Final Campaign Week Messaging and Oddities, Voters Beware

By Paul Gable

We are in the final week of campaigning before the June 9th primary elections and we are seeing all the oddities and sound bite messaging that come with a final week push.

Cam and Heather Crawford are attempting to use endorsements by Gov. Henry McMaster and the Chairman of the Governor’s Floodwater Commission to prove to voters that they should be reelected.

This pair loves endorsements. However, they didn’t work for their prize candidate former Horry County Council Chairman Mark Lazarus two years ago. The Lazarus campaign trumpeted endorsements by many sitting politicians but the voters weren’t fooled. They understood this is just a ploy used by the establishment to attempt to keep its minions in office. Which brings up the question, why is the SCGOP paying for so many mailers for Heather Crawford?

The Crawfords are bragging about getting ditches cleaned and attempting to get local governments to increase their debt obligations with a so-called ‘buyout program.’ If they were really effective, Heather would have been able to get state grant money, not loans, available for a buyout program. After all, the state had a 2 billion revenue surplus last year.

For that matter, they would have been able to get significant state funding for the Interstate 73 project they love to promote. That hasn’t been accomplished either.

When you look at their supposed list of accomplishments, it is obvious that the rhetoric is high but the performance is low.

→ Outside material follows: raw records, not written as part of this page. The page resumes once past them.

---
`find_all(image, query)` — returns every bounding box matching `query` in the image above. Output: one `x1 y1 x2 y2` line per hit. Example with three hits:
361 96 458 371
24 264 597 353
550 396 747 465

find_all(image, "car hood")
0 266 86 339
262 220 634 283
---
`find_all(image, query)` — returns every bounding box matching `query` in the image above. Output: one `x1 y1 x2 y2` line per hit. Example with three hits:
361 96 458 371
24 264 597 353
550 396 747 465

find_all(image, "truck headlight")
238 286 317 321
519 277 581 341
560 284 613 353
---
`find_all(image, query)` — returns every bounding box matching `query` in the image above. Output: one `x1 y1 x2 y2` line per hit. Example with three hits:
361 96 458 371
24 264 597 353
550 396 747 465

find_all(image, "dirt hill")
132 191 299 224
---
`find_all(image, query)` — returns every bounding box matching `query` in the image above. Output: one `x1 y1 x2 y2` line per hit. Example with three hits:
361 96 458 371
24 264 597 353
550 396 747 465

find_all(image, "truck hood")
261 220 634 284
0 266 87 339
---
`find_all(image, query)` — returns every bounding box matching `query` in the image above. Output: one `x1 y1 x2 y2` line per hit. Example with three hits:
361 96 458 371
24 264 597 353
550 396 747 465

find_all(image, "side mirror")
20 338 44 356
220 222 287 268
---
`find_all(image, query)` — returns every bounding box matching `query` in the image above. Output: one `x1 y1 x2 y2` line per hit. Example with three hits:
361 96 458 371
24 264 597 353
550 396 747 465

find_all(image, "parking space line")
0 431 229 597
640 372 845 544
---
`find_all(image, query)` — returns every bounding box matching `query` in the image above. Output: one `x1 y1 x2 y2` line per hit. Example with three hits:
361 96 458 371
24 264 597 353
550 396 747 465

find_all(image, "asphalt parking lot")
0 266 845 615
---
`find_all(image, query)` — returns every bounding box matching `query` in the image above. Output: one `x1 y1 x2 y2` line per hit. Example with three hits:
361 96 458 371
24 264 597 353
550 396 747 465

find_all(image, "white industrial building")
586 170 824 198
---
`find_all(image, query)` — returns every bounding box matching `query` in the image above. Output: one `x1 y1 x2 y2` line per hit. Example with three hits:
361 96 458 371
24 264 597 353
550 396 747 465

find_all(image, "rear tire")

Their most significant accomplishment, if you wish to call it that, is picking a fight with Horry County Rising, a citizens group with many members who are flood victims and who is actually trying to address flooding issues and mitigation.

If the Crawfords were really trying to help, they would attempt to work with this group, but that would take away from the photo ops and attempts to be center stage, which the Crawfords believe will fool the voters.

Another interesting quirk in campaigning comes from county council candidate Terry Fowler. From the beginning of his campaign, Fowler has made rash statements that after June 9th new home building in District 9 will stop. He has tried to paint several competitors as lackeys of the development industry because they are realtors.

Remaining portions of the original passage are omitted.